The much-anticipated book on the Mountain Meadows Massacre from Latter-day Saint (LDS) historians, will soon be in book stores, after years of research and writing.
On September 11th, 1857, 120 men, women and children, members of an Arkansas wagon train headed to California, were brutally murdered in Mountain Meadows, Utah. Latter-day Saints, members of southern Utah militias and a few Pauite Indians killed them.
Now, LDS historians say they have written the definitive book, bringing to light research other scholars never had. The two new sources are church historian Andrew Jenson, who investigated in 1892, and David Morris, a St. George attorney who took affidavits around 1900.
Richard Turley, one of the authors of "Massacre at Mountain Meadows", said, "People are suffering today who are relatives of the victims of the massacre and relatives of those who carried it out.
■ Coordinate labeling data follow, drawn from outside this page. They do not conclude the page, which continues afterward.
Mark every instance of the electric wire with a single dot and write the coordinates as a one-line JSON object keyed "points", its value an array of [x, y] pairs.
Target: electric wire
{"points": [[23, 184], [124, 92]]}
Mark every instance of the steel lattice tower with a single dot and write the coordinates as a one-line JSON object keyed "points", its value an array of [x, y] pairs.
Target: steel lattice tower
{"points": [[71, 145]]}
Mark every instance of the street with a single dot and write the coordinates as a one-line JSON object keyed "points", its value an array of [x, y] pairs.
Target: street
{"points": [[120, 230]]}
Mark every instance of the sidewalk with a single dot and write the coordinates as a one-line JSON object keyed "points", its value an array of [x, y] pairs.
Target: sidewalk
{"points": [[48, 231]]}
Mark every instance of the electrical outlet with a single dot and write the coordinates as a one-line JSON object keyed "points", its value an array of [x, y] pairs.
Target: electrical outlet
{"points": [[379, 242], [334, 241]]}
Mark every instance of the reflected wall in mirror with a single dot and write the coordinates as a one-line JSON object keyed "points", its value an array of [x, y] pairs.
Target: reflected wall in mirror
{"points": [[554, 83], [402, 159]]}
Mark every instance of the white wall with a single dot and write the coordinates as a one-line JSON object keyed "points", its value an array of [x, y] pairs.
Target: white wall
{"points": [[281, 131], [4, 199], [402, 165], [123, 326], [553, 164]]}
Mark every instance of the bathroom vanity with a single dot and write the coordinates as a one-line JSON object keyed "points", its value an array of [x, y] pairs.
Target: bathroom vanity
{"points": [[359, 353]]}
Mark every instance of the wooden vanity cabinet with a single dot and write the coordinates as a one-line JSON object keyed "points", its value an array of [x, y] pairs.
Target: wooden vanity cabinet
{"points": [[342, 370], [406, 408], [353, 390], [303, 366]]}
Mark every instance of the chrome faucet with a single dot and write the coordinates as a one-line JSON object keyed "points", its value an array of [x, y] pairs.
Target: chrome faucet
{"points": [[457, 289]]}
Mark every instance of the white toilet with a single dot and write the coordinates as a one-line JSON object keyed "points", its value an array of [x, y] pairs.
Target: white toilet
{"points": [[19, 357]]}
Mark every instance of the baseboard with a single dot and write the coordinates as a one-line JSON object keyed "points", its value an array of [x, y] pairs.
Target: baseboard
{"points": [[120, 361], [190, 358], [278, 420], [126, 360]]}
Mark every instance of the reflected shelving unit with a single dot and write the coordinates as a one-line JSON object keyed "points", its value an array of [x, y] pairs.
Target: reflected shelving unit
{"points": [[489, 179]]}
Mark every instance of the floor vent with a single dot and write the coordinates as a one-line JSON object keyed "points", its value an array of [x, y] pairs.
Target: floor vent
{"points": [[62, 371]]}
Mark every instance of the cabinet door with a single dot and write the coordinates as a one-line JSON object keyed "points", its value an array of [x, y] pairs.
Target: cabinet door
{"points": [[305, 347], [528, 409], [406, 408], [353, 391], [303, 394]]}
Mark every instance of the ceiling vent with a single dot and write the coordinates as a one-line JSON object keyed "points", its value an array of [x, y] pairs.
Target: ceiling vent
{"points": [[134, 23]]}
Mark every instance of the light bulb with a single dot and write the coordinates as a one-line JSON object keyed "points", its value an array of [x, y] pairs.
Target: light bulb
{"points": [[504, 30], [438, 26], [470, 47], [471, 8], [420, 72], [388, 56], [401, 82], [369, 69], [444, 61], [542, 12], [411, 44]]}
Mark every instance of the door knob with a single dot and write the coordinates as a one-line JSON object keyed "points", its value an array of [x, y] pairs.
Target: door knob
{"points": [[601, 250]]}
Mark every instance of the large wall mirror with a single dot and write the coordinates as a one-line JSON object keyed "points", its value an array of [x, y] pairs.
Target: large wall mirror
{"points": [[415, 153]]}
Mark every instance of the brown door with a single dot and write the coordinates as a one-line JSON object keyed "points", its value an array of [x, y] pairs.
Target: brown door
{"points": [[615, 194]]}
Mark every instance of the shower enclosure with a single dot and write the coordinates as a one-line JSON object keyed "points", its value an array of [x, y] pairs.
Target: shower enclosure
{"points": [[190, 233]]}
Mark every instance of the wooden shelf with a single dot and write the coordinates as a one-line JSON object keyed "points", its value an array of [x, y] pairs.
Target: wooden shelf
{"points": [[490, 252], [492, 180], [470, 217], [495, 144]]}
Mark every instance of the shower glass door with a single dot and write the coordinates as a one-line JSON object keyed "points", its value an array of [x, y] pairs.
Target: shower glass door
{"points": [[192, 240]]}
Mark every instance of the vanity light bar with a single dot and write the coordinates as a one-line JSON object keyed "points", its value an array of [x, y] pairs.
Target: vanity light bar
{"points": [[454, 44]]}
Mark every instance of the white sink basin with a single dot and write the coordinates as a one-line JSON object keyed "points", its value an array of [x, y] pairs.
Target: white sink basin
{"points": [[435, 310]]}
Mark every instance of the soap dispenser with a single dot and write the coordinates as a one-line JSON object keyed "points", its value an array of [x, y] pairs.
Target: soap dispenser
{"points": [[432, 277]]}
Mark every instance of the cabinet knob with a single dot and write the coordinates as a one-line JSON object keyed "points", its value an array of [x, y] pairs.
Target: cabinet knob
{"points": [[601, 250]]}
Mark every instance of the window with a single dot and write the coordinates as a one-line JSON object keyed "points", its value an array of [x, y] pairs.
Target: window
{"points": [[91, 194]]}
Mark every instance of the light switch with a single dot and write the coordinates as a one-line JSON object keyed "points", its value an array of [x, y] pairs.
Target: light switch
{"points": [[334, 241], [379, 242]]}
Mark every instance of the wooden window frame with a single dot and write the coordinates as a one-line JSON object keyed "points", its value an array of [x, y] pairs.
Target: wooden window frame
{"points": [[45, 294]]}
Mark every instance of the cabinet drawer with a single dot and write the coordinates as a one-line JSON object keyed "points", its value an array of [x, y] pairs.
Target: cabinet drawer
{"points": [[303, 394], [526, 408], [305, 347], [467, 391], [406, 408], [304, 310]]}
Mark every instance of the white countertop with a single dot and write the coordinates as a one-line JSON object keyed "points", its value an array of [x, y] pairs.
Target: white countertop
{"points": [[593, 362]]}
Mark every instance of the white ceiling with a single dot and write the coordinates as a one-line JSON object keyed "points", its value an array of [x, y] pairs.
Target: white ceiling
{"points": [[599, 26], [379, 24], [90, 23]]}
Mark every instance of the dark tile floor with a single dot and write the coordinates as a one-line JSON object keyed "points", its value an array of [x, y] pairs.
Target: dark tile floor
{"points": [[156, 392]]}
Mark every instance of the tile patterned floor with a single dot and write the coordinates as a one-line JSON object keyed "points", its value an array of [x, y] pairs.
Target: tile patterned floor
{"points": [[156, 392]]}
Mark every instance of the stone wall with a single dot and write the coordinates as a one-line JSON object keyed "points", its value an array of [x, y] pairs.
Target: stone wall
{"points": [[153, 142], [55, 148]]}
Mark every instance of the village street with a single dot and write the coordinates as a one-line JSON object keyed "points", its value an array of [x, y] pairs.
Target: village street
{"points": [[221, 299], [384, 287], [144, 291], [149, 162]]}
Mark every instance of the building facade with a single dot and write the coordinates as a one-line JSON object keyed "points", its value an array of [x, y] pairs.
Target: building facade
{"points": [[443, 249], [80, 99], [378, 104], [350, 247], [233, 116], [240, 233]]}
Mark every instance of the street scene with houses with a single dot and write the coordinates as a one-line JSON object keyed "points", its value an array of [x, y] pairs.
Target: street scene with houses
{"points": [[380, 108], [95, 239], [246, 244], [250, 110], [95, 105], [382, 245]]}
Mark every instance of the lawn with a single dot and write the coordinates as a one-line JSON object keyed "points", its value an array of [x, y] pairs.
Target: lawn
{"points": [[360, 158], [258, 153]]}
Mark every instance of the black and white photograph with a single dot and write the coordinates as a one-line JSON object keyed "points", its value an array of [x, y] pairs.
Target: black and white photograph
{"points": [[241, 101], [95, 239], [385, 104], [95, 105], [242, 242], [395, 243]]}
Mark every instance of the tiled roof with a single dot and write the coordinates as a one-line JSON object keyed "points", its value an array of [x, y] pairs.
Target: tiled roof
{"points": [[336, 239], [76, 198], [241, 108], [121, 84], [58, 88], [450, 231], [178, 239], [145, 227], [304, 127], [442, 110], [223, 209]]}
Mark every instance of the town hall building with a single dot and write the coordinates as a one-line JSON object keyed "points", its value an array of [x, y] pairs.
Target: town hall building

And we felt that it was important to face the truth head-on."
They name the perpetrators and describe what each man did. They also list each victim with details about their lives and property.
Another author, Glen Leonard, said, "I think we know, as best as can be known these many years later, what happened. And we can be satisfied, at least unless something else comes forward, that this is the story."
There is no smoking gun, no evidence, they say, that Brigham Young conspired in the killings but plenty of information about the mindset of the perpetrators. The historians say they still are asking: Why the mass killings? They hope their work carries a message.
Ron Walker, another author said, "Of personal behavior, of caution, of introspection, and we hope that readers who read our book will be asking themselves similar questions."
Their book is dedicated to the victims whose remains rest here in Utah.
"Massacre at Mountain Meadows" by Oxford University Press will be in book stores next month. There will be a book signing at Ken Sanders Books in Salt Lake on August 8th.